Tuesday, March 17, 2015
What Assad Knows
He is a prime beneficiary of the U.S. outreach to Iran.
So John Kerry wants to “re-ignite” Syrian peace talks that have already blown up twice, telling CBS News that he is prepared to meet with Bashar Assad in person because “we have to negotiate in the end.” What a non-surprise. The secretary of state always had a terrific soft spot for the Syrian president-for-life. Sooner or later Mr. Kerry was bound to seek a fresh opening, the way liberals always do with the brutality artists who never quite disenchant them.
That’s Kipling. As for Assad, he wasted no time treating Mr. Kerry’s hopeful overture with lordly contempt: “Talks about the future of the Syrian president are for Syrian people alone,” he said, responding to the suggestion that he might be prepared to negotiate his departure from the palace. Rejection, Assad knows, typically ignites attraction.

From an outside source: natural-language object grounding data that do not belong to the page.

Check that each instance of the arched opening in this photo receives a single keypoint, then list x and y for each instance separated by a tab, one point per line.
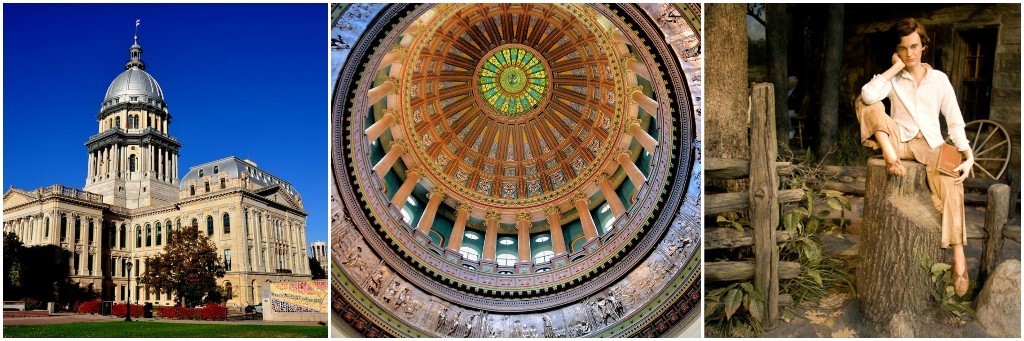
209	225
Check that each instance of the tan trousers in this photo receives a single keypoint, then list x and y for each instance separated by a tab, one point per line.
946	195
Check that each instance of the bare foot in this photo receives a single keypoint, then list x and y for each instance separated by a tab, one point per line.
895	167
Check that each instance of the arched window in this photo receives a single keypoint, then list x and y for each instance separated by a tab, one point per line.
64	227
209	225
543	256
469	253
506	259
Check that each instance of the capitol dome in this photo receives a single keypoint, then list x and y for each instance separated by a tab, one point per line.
134	84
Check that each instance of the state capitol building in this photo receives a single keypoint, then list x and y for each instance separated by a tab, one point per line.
133	197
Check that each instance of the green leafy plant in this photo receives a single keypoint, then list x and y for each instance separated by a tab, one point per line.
734	310
943	291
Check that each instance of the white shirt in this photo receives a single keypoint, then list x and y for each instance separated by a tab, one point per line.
915	108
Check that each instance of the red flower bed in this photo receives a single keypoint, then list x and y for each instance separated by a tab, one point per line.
119	309
212	311
88	307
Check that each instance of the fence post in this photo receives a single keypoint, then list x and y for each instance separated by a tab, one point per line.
995	218
764	198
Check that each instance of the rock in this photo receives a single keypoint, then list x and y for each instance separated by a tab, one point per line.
999	302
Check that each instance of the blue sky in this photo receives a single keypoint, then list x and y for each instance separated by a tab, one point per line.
239	79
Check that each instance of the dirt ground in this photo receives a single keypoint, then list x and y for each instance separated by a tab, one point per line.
839	314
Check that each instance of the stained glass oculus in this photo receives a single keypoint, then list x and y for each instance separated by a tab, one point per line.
513	81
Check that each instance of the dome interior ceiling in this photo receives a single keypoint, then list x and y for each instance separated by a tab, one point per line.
526	157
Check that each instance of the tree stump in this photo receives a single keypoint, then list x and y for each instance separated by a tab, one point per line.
901	230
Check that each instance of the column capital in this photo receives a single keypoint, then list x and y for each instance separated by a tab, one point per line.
388	111
436	192
522	216
400	143
401	50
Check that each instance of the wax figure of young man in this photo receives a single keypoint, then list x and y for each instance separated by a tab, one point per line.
918	94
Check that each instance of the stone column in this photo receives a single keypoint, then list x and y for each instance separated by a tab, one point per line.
631	64
427	219
459	231
648	103
397	150
378	128
391	56
603	181
491	238
631	169
381	91
522	224
412	176
589	229
642	136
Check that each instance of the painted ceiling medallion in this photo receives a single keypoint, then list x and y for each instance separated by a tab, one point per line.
513	81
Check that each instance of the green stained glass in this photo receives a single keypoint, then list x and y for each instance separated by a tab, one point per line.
513	81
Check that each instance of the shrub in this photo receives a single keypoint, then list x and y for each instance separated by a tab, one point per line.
212	311
119	310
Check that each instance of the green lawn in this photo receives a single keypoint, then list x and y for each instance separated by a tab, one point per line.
162	330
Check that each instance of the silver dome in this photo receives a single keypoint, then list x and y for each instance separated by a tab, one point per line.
134	82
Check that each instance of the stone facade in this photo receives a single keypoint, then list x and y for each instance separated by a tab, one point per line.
132	199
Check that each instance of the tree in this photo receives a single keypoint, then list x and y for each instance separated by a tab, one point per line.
832	65
188	267
726	96
315	269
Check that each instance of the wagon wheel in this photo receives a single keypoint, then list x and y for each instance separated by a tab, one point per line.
991	146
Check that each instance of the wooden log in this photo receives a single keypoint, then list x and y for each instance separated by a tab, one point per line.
729	202
851	171
995	219
729	238
901	229
764	199
724	169
1012	232
743	270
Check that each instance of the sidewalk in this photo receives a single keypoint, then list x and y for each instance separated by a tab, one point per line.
71	317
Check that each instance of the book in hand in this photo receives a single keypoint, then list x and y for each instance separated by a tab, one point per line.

That’s not all Assad knows. Three years ago his imminent fall from power was treated as a certainty by Western intelligence agencies. Barack Obama could say that “Assad must go” because the U.S. president figured he wouldn’t have to lift a finger to see his demand fulfilled.
But finger-lifting was more than Mr. Obama was willing to do. He would say he was going to arm and train moderate Syrian rebels, but he wouldn’t do it. He would say he was going to enforce a chemical red line, but he wouldn’t do it. He would say he would punish the Assad regime if it didn’t honor its disarmament commitments, but he wouldn’t do it.
In October, U.N. Ambassador Samantha Power accused Syria of maintaining undeclared chemical weapons sites. Nothing was done. In January, Der Spiegel reported that Mr. Assad still retains a covert nuclear-weapons program. The news disappeared like a pebble in the ocean.
So Assad knows that Mr. Obama will do nothing to dethrone him. He knows also that the administration—which came to office as the most pro-Syrian in history—still wants to befriend him. White House officials whisper that Mr. Obama sees Assad as the only sure bulwark against an Islamic State takeover of all of Syria, which is why the president has steadfastly opposed military operations of any kind against Assad.
The result is that we’ve become Assad’s accomplices by carrying out airstrikes against ISIS that allow the regime to train its fire on our ostensible allies in the Free Syrian Army or target defenseless civilians against Assad’s predations. Ms. Power presumably gets this. Presumably, too, she remains in the administration only to prevent it from capitulating completely to Damascus.
But what Assad mainly knows is that he is one of the prime beneficiaries of the administration’s outreach to Iran. Among the less-remarked effects of our nuclear diplomacy with Iran is that it has proceeded in concert with Iran’s recent power plays in Yemen and Iraq. That’s not an accident: An administration terrified that a letter from a freshman U.S. senator will blow up its frangible nuclear negotiations is not about to oppose Tehran’s efforts to be a “very successful regional player,” as Mr. Obama recently put it.
That’s especially so when the argument can be spun that Iran and its proxies are doing our Mideast dirty work. Why put boots on the ground in Yemen to fight al Qaeda when the Iranian-backed Houthis are doing it for us? Why stop Qasem Soleimani—Iran’s very own Erwin Rommel, minus the decency—from directing ground operations against Islamic State in Tikrit while American airstrikes hit ISIS’s supply lines?
And why get in the way of Assad as he mops up what’s left of a decent opposition to his tyranny? When staying out of it is the main objective of U.S. foreign policy, it’s easy to find the silver lining in the cloud of a blasted barrel bomb.
Assad knows this too. The strategy of America’s enemies in the Middle East has always been to give us painful reasons to stay out, while America’s friends try to figure out how to keep us in. In Cairo on Monday, I spent two hours with Egyptian President Abdel Fattah Al Sisi, a geopolitical godsend who wants nothing more than to improve relations with Washington. It says everything about this administration that it has spent so much more time courting enemies in Iran than friends in Egypt.
I’ll write more about my interview with Mr. Sisi. Meanwhile, someone might ask what will come of the effort to reach understandings with tyrants in Damascus and Tehran, other than to encourage them to do more of what they are already doing. Assad is not going to negotiate his return to a sedate ophthalmology practice. And Iran is not going to become a satisfied power with its nuclear program permanently stuck in third gear
They will want more. And the U.S., having betrayed its friends and covered itself in dishonor, will reckon with the consequences.